This poem by former Fairbridge Farm School resident Tom Isherwood describes the terrible loneliness, fear and sense of rejection many British Home Children experienced upon arriving in this country. See my next post: First Christmas in Canada: One Boy’s Experience for a backgrounder on Tom and Fairbridge’s operations near Duncan, BC where he lived from 1947-50.

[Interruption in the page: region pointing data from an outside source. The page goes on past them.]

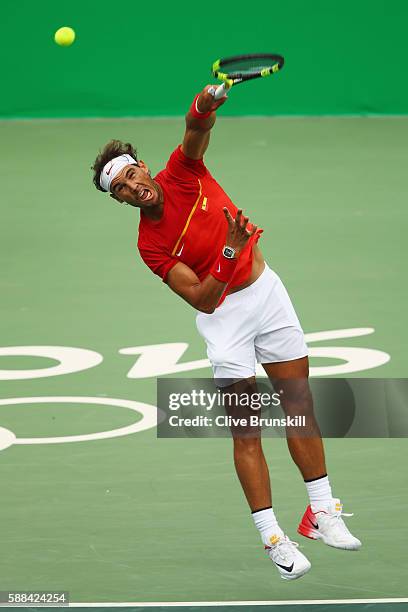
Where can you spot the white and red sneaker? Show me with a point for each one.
(326, 524)
(290, 563)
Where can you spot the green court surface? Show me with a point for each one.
(137, 519)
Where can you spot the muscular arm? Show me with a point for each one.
(197, 134)
(203, 296)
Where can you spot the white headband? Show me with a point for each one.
(112, 169)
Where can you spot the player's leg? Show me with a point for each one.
(253, 474)
(229, 334)
(305, 443)
(322, 519)
(280, 347)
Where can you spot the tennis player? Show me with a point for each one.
(206, 250)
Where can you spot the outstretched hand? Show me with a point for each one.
(238, 234)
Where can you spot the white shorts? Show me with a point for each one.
(256, 324)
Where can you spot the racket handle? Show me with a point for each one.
(219, 92)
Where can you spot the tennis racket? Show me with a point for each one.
(241, 68)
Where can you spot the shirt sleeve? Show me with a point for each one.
(158, 261)
(184, 168)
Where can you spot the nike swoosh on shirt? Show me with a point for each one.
(287, 569)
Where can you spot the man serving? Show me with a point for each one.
(194, 237)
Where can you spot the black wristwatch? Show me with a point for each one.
(228, 252)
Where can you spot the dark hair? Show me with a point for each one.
(114, 148)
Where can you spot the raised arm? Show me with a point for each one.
(199, 121)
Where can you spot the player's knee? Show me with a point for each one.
(247, 446)
(297, 399)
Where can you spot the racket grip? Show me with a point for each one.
(219, 92)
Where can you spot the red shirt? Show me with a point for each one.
(193, 227)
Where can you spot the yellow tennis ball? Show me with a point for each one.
(64, 37)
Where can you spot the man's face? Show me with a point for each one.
(134, 186)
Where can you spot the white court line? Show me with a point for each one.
(172, 604)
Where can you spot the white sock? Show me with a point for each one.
(267, 525)
(320, 494)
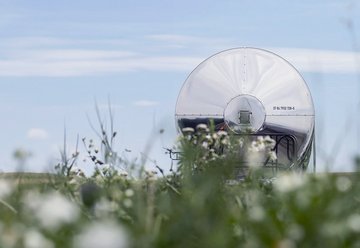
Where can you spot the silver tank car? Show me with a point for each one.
(252, 89)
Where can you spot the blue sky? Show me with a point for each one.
(57, 57)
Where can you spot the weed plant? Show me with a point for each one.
(201, 203)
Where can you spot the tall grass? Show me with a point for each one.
(201, 203)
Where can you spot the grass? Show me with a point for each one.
(196, 205)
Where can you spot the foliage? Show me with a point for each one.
(203, 203)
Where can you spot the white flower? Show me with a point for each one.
(257, 213)
(103, 234)
(34, 239)
(205, 144)
(354, 222)
(5, 189)
(222, 133)
(52, 209)
(129, 192)
(202, 127)
(343, 184)
(128, 203)
(289, 182)
(272, 156)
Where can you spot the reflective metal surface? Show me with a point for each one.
(251, 89)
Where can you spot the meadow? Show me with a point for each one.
(200, 203)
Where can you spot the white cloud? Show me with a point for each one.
(37, 134)
(42, 56)
(85, 63)
(145, 103)
(323, 61)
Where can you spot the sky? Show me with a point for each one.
(58, 59)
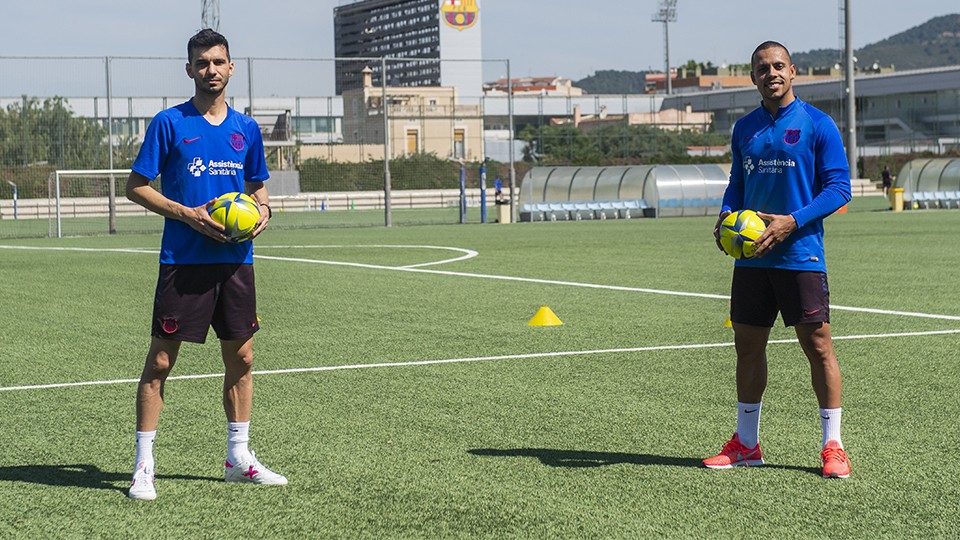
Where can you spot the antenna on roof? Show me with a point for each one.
(210, 14)
(666, 14)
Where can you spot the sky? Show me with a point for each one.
(563, 38)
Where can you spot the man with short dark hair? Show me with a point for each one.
(202, 149)
(789, 165)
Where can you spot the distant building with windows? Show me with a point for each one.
(545, 86)
(435, 35)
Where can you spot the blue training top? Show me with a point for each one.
(197, 162)
(792, 164)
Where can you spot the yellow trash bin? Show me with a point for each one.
(896, 196)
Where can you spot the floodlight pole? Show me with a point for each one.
(387, 181)
(666, 14)
(14, 186)
(513, 171)
(851, 92)
(112, 188)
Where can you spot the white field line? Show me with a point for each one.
(470, 253)
(470, 359)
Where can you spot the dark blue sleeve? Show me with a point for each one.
(256, 163)
(833, 172)
(155, 148)
(733, 196)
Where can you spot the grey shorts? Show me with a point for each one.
(759, 293)
(192, 297)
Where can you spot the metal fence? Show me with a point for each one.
(392, 153)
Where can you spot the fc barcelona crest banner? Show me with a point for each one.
(459, 14)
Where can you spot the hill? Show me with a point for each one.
(934, 43)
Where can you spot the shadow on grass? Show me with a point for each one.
(581, 458)
(79, 475)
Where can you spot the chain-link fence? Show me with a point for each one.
(379, 153)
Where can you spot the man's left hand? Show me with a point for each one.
(779, 227)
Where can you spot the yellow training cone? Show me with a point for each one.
(545, 317)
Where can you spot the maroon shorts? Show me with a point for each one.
(192, 297)
(759, 293)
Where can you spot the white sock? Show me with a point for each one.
(145, 447)
(238, 435)
(748, 423)
(830, 422)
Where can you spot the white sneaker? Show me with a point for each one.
(141, 487)
(252, 471)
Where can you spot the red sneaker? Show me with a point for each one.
(836, 464)
(735, 454)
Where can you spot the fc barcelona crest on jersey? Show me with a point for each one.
(459, 14)
(237, 141)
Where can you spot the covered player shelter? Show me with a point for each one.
(622, 192)
(930, 183)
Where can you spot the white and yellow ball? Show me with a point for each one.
(739, 231)
(238, 213)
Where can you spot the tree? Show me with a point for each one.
(47, 132)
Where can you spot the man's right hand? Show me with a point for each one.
(199, 219)
(716, 229)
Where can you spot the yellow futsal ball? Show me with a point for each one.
(238, 213)
(739, 231)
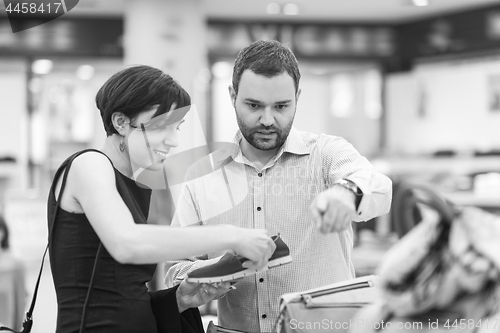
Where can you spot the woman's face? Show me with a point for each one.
(150, 139)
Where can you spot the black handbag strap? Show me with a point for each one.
(28, 321)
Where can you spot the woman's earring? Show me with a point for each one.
(122, 145)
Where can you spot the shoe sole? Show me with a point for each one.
(241, 274)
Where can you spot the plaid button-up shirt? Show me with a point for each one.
(277, 198)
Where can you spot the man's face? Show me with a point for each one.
(265, 108)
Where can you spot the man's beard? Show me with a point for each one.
(275, 140)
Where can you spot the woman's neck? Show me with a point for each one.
(121, 160)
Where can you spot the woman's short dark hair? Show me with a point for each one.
(137, 89)
(268, 58)
(4, 230)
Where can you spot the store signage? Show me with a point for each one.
(308, 40)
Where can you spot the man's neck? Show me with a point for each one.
(257, 156)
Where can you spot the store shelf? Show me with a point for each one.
(451, 165)
(471, 199)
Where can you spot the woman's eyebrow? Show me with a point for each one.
(250, 100)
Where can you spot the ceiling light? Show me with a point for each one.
(273, 8)
(421, 3)
(291, 9)
(85, 72)
(42, 66)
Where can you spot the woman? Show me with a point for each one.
(142, 109)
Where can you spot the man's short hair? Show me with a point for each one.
(266, 57)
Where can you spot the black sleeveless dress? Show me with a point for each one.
(119, 302)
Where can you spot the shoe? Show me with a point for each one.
(229, 267)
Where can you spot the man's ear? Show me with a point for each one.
(233, 95)
(119, 121)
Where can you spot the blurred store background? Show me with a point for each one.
(413, 84)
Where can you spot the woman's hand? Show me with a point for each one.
(255, 245)
(192, 295)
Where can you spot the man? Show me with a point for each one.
(309, 188)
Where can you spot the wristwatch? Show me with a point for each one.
(354, 188)
(349, 185)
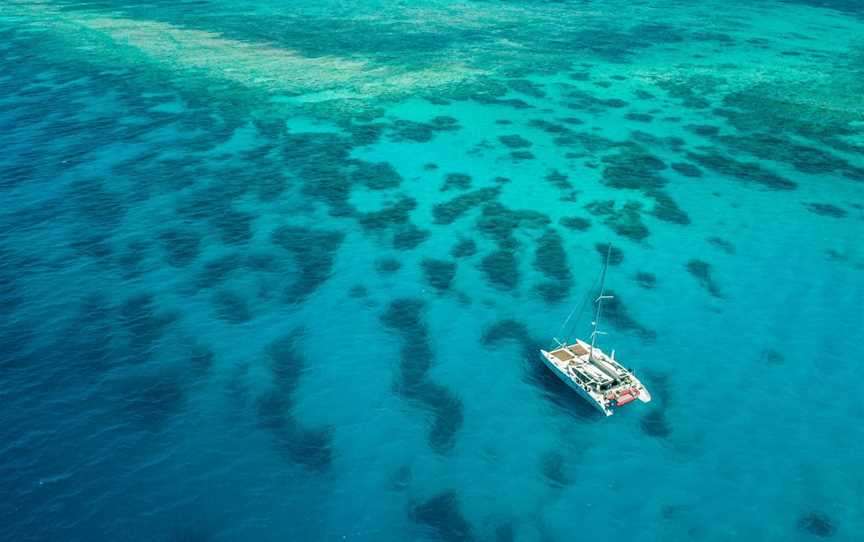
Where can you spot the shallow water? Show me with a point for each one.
(281, 271)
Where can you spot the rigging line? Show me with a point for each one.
(589, 295)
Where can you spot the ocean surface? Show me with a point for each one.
(280, 270)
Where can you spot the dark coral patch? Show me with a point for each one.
(217, 271)
(633, 167)
(705, 130)
(723, 244)
(458, 181)
(524, 86)
(826, 209)
(522, 155)
(444, 516)
(387, 266)
(551, 127)
(397, 213)
(639, 117)
(749, 172)
(447, 414)
(515, 141)
(575, 223)
(687, 170)
(817, 523)
(558, 180)
(500, 223)
(439, 273)
(501, 269)
(616, 255)
(377, 176)
(702, 271)
(464, 249)
(405, 315)
(422, 132)
(625, 221)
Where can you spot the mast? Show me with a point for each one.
(599, 301)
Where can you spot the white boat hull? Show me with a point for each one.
(547, 360)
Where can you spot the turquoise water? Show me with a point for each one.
(280, 271)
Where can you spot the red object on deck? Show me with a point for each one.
(626, 398)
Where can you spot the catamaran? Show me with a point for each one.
(596, 376)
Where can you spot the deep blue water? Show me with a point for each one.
(281, 271)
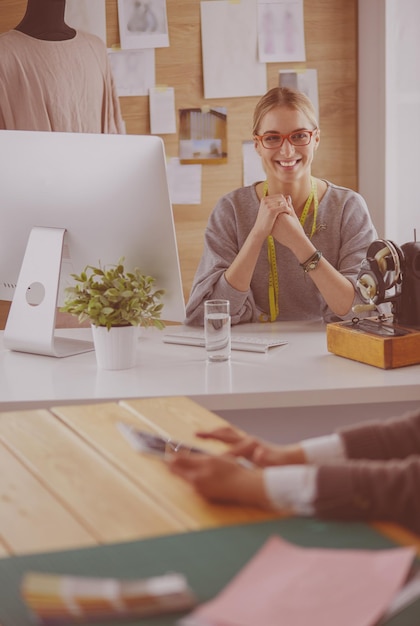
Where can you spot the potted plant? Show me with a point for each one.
(116, 302)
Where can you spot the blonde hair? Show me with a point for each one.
(283, 97)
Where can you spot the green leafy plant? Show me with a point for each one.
(111, 296)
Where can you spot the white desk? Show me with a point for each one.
(300, 381)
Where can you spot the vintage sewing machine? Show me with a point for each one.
(388, 283)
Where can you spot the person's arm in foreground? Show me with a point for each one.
(382, 486)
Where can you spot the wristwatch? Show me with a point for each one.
(312, 262)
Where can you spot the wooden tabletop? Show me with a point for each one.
(69, 479)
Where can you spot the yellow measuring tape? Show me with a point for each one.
(273, 279)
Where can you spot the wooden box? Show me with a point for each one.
(351, 342)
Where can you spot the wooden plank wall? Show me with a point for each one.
(331, 48)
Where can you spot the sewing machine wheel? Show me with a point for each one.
(380, 271)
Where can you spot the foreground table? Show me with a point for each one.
(68, 478)
(75, 498)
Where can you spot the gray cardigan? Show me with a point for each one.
(344, 232)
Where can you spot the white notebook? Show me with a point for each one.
(249, 342)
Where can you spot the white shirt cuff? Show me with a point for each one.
(291, 487)
(326, 449)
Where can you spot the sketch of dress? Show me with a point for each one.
(142, 19)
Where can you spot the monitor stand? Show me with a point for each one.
(30, 326)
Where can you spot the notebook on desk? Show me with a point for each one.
(246, 341)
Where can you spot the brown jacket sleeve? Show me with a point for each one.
(381, 479)
(371, 490)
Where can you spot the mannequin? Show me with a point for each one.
(44, 19)
(54, 78)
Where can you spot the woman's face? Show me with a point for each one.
(288, 163)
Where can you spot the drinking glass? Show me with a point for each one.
(217, 329)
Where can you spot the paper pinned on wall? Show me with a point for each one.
(302, 80)
(87, 15)
(281, 31)
(253, 170)
(184, 182)
(229, 46)
(133, 71)
(143, 24)
(162, 110)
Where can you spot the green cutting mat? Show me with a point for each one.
(208, 559)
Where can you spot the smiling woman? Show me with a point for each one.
(262, 240)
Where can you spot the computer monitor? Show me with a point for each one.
(68, 200)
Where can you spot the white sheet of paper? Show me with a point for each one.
(301, 586)
(229, 46)
(162, 110)
(87, 15)
(281, 32)
(303, 80)
(184, 182)
(252, 166)
(143, 24)
(133, 71)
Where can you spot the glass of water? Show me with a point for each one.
(217, 329)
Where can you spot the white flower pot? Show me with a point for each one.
(115, 348)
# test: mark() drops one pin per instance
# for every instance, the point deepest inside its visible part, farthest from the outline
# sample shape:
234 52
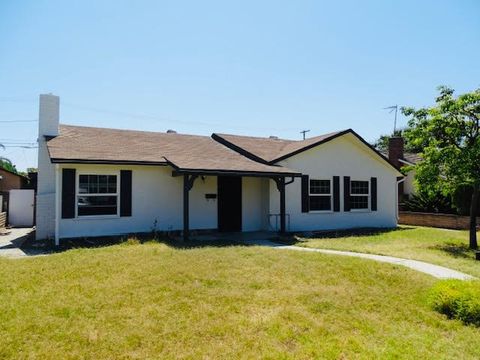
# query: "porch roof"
185 153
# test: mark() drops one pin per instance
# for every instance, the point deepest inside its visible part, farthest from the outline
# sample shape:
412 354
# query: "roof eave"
106 162
334 136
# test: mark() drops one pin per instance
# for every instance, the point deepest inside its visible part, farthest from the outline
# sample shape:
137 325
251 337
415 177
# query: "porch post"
186 214
281 188
187 186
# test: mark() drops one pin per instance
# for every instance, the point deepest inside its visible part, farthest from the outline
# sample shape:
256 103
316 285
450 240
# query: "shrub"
458 300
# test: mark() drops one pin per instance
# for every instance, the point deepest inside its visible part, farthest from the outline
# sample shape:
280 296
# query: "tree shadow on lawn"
339 234
36 247
455 250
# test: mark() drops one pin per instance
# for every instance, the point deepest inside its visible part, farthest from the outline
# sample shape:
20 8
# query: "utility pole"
393 108
303 132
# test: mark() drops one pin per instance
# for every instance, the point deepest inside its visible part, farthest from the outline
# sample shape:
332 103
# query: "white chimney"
49 115
48 120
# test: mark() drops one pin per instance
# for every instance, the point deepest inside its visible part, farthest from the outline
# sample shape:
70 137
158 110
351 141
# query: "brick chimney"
395 150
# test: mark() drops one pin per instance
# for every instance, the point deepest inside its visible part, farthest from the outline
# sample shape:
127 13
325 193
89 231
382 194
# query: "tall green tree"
449 134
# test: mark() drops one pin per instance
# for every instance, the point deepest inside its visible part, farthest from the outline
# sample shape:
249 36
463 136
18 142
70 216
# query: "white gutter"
57 207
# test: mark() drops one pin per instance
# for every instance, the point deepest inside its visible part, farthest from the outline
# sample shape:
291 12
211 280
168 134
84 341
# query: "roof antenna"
392 108
303 132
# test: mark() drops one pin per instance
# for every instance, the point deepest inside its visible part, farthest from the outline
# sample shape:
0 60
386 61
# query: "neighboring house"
96 181
402 160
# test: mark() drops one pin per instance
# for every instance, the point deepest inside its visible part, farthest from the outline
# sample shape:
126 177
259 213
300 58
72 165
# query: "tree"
6 163
449 134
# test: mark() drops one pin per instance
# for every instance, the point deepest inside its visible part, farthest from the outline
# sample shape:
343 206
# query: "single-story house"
97 181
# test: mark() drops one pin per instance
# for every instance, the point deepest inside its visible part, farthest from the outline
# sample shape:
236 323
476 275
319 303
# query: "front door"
229 203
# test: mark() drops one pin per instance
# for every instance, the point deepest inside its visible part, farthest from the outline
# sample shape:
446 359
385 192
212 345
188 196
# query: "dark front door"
229 203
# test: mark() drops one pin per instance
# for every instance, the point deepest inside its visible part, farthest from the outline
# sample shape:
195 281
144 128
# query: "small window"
97 195
359 194
320 195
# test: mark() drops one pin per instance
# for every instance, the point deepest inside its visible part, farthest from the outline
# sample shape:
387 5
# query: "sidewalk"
437 271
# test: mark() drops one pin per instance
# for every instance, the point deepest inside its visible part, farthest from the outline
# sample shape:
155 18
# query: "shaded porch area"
230 201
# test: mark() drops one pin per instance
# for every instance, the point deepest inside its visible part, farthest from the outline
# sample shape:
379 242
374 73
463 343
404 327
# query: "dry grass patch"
153 301
438 246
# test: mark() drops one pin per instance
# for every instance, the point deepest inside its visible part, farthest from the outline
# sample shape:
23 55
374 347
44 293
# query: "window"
359 194
320 195
97 195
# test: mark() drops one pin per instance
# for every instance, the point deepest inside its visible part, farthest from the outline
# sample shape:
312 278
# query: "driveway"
12 240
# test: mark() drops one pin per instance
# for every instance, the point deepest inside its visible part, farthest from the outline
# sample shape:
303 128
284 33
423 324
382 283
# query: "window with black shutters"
97 195
359 195
320 194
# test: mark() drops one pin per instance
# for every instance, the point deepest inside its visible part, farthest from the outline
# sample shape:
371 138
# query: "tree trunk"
473 217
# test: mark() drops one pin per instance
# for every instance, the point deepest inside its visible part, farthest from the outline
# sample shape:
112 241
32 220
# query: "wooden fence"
446 221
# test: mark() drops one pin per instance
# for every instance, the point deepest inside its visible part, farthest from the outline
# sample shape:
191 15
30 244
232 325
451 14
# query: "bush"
458 300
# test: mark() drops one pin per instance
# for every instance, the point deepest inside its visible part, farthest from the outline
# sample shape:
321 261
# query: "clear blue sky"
245 67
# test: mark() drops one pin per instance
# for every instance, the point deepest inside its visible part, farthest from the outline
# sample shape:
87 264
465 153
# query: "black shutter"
346 193
373 197
68 193
305 192
125 193
336 193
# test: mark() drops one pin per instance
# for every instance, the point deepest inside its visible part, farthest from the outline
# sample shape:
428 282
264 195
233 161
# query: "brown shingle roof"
183 152
271 150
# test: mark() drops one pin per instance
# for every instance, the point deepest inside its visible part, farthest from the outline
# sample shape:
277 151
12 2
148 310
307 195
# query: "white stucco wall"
344 156
156 195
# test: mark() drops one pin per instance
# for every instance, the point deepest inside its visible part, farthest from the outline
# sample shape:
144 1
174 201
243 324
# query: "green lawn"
439 246
154 301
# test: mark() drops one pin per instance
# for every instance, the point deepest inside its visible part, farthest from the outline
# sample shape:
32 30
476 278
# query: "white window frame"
329 195
368 208
77 194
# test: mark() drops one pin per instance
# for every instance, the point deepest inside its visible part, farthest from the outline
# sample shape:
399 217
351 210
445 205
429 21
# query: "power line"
14 121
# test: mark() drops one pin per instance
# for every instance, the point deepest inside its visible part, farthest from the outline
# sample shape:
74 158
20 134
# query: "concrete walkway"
12 240
437 271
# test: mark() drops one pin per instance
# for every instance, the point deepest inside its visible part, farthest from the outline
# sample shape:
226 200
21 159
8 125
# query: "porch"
230 201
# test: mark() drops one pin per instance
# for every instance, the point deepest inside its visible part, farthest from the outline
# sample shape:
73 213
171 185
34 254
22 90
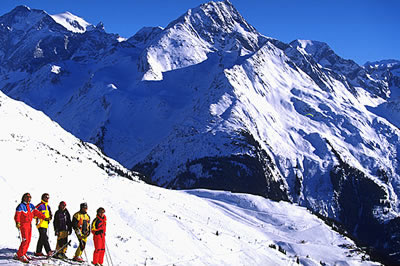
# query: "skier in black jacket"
63 228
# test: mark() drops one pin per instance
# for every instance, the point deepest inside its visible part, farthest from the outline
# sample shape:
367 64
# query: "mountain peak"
71 22
217 17
311 47
22 17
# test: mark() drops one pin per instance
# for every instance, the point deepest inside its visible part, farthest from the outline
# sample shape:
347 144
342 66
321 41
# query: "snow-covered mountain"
146 224
209 102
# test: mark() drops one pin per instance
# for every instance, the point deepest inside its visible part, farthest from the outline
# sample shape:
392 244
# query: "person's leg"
81 248
102 248
23 248
46 243
96 249
62 239
41 240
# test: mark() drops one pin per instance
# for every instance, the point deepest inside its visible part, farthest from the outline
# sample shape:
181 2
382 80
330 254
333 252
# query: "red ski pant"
99 248
26 234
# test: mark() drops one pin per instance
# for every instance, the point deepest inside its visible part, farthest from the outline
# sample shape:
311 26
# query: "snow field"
148 225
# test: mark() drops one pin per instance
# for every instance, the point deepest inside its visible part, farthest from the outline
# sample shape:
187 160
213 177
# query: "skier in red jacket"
99 236
23 220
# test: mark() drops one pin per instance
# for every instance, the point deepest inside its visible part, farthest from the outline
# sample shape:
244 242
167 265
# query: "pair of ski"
70 261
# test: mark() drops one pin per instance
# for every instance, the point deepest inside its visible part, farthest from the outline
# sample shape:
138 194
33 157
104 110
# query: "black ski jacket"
62 221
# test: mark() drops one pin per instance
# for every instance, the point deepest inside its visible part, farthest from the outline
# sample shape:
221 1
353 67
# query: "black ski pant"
43 241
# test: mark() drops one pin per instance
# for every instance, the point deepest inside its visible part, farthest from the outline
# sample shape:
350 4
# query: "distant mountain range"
209 102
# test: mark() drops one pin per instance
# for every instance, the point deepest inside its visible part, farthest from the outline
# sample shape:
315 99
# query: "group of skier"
63 226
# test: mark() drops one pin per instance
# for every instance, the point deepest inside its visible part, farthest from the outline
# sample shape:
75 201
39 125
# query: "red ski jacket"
25 213
99 225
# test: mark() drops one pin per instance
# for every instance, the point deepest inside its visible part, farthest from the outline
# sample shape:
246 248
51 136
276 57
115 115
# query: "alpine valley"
209 102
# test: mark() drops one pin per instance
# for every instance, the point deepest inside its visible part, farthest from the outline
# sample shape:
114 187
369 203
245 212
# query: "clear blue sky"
362 30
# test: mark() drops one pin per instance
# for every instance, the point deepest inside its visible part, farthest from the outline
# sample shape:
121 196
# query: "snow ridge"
210 102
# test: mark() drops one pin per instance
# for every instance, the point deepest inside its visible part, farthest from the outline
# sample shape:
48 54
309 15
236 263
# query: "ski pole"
55 253
20 236
109 254
84 249
108 260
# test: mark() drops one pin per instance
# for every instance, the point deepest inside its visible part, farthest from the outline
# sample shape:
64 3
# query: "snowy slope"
209 102
148 225
71 22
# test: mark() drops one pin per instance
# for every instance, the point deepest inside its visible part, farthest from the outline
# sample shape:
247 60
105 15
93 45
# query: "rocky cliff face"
210 102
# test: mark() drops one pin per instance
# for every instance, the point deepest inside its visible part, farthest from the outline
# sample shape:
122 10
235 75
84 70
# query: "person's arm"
69 222
39 214
55 222
17 216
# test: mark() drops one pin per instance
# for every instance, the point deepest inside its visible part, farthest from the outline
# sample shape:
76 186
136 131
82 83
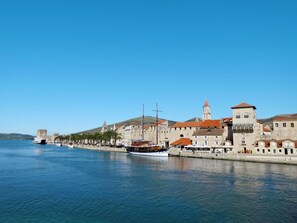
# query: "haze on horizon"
68 66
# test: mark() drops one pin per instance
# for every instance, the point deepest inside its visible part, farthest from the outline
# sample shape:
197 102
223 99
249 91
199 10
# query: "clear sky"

First Christmas in Canada 1947
by Tom Isherwood
I was six years old when I tried to sleep,
the room was dark, and there wasn’t a peep.
Christmas Eve was here at last,
in my new country that is so vast.
I hung a darned woolen sock at the foot of my old iron bed,
one blanket, and no pillow for my tiny head.
Pictures of war played in my mind,
a gruesome reminder I could have died.
My first Christmas in Canada in nineteen forty-seven,
the dormitory is quiet like it must be in heaven.
Rhythmic soft breathing of other little boys,
some dream of magical toys.
As morning came with broken sleep,
I had not counted many sheep.
I fumbled quietly in the dark,
a strange feeling in my heart.
My sock had gone from the end of the bed,
and fear set in that Santa is dead.
Silently I lay in bed, tears of sadness I did shed.
Outside I went and scanned the skies,
and I prayed that Santa had not crashed and died.
To my family that abandoned me,
you broke my heart ’til eternity.
Elders tried to make me understand
Santa hadn’t changed my address in this great big land.
Man is born equal so it’s said;
tell that to the Orphan in the iron bed.